(350c) Kinetic Studies of Succinic Acid Hydrogenolysis Using Multimetallic Catalysts in a Batch Slurry Reactor | AIChE

(350c) Kinetic Studies of Succinic Acid Hydrogenolysis Using Multimetallic Catalysts in a Batch Slurry Reactor


Torres, A. A. - Presenter, University of Kansas
Subramaniam, B., University of Kansas
Chaudhari, R. V., The University of Kansas

Commercial production of succinic acid (SAC) using renewable sugar feedstocks is becoming a reality with recent announcement of bio-based succinic acid plants (BioAmber, Myriant, Succinity, and Reverdia).  This opens an opportunity to produce useful high value added chemicals such as 1,4-butanediol (BDO) and tetrahydrofuran (THF) from renewable resources via the hydrogenation of bio-based succinic acid. However, high activity and selectivities to desired products under mild reaction conditions are some of the major challenges confronting the industrial deployment of bioSAC hydrogenolysis. To this end, the activity and selectivity of multimetallic catalysts containing combinations of metals such as Ru, Re, Pt, Co, and Sn were tested in an isothermal stirred batch slurry reactor using different solvents under a wide range of hydrogen pressures (1-10 MPa) and temperatures (373-523 K).

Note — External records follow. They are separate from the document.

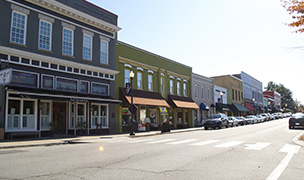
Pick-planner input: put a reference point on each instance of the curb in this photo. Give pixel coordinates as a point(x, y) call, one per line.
point(296, 139)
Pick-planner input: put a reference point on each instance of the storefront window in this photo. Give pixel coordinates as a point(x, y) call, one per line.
point(126, 116)
point(81, 120)
point(21, 119)
point(45, 115)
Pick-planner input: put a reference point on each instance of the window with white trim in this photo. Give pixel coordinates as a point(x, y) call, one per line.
point(45, 35)
point(185, 89)
point(150, 82)
point(18, 28)
point(21, 115)
point(87, 47)
point(67, 41)
point(139, 80)
point(178, 88)
point(104, 52)
point(171, 86)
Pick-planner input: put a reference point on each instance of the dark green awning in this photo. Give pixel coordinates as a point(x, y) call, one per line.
point(240, 107)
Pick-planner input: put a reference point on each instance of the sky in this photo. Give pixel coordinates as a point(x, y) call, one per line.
point(217, 37)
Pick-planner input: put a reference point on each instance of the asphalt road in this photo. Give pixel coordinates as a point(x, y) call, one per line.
point(260, 151)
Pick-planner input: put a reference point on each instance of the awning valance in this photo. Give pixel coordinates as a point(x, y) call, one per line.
point(182, 102)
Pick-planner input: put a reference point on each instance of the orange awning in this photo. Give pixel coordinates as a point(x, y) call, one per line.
point(148, 101)
point(185, 104)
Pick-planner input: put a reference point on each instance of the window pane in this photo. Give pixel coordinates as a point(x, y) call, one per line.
point(66, 84)
point(47, 82)
point(100, 89)
point(24, 79)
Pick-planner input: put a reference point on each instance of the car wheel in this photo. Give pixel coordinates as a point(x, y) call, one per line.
point(220, 126)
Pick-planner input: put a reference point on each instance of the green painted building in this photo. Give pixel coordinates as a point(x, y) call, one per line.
point(161, 91)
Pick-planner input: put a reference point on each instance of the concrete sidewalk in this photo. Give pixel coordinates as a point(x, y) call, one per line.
point(6, 144)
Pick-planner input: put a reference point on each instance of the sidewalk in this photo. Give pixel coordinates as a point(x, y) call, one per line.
point(6, 144)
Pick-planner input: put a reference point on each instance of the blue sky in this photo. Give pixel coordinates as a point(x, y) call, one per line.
point(216, 37)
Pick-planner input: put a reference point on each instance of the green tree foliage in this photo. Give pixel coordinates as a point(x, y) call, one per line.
point(287, 101)
point(296, 10)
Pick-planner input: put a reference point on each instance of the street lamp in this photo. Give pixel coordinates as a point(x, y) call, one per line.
point(132, 133)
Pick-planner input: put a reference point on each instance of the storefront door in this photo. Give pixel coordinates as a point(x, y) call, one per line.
point(59, 116)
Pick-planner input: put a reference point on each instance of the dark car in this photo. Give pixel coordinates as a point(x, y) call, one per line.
point(217, 121)
point(296, 120)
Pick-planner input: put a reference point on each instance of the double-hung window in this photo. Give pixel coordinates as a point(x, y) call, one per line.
point(18, 28)
point(45, 35)
point(87, 47)
point(104, 55)
point(67, 41)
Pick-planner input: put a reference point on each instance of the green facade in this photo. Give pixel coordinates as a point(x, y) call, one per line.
point(135, 59)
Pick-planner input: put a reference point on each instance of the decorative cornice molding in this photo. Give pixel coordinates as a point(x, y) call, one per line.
point(75, 14)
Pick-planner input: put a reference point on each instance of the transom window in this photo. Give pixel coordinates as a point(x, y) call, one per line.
point(104, 46)
point(45, 33)
point(87, 47)
point(67, 41)
point(18, 27)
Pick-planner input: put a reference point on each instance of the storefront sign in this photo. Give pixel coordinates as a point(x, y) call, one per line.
point(78, 100)
point(163, 111)
point(5, 76)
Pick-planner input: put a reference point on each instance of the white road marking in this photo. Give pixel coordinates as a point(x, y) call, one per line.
point(290, 150)
point(182, 141)
point(160, 141)
point(204, 143)
point(141, 140)
point(229, 144)
point(257, 146)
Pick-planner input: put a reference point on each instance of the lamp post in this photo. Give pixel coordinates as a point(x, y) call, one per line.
point(132, 133)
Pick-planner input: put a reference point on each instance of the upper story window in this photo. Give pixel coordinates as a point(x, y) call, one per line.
point(185, 89)
point(150, 82)
point(45, 35)
point(67, 41)
point(127, 76)
point(18, 28)
point(87, 47)
point(171, 86)
point(178, 88)
point(104, 52)
point(139, 80)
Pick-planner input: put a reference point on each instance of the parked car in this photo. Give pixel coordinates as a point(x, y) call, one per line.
point(251, 119)
point(216, 121)
point(296, 120)
point(241, 120)
point(232, 121)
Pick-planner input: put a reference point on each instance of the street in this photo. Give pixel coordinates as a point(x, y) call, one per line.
point(259, 151)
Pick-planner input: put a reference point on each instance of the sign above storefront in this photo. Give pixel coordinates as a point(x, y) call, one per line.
point(5, 76)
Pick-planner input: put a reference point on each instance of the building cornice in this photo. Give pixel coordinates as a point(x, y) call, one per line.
point(138, 64)
point(35, 56)
point(75, 14)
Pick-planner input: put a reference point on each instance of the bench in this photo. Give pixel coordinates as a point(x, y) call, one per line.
point(27, 133)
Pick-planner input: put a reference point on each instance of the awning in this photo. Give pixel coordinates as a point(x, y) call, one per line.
point(249, 107)
point(143, 98)
point(203, 107)
point(240, 107)
point(223, 107)
point(182, 102)
point(61, 96)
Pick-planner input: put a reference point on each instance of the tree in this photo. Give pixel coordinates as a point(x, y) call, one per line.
point(296, 10)
point(287, 101)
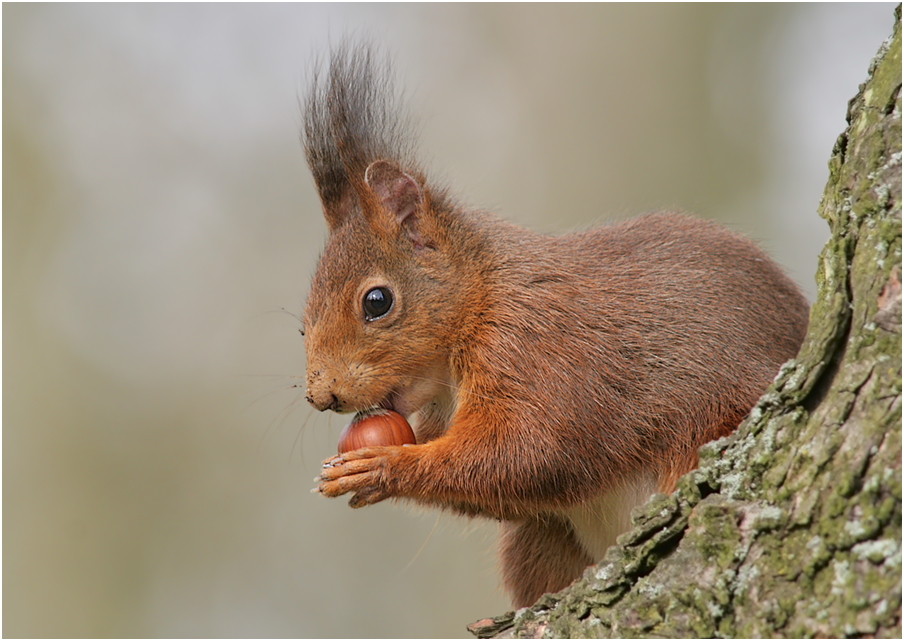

Solvent effects using water, alcohols, and other inert organic compounds were also explored.  Several reactions were conducted using SAC hydrogenolysis intermediates, such as γ-butyrolactone (GBL) and propionic acid (PA), as substrates to provide insight into the reaction pathways and relative importance of the different reactions steps. Finally, intrinsic kinetic parameters for SAC hydrogenolysis were evaluated using a subsystems approach, in which the kinetic parameters of the hydrogenolysis of the intermediates (GBL, PA, BDO, etc.) were evaluated and then used as initial guess values for the overall SAC hydrogenolysis system.  This approach reduces uncertainty in the fitted parameters and increases the reliability and robustness of the models proposed. This presentation will describe optimal conditions (temperature, pressure, catalyst composition, and solvent) for maximum conversion of SAC and selectivity to desired products, address details of different Langmuir Hinshelwood models considered using rigorous and systematic discrimination criteria, and their utility in developing more complete and realistic rate models for SAC hydrogenolysis.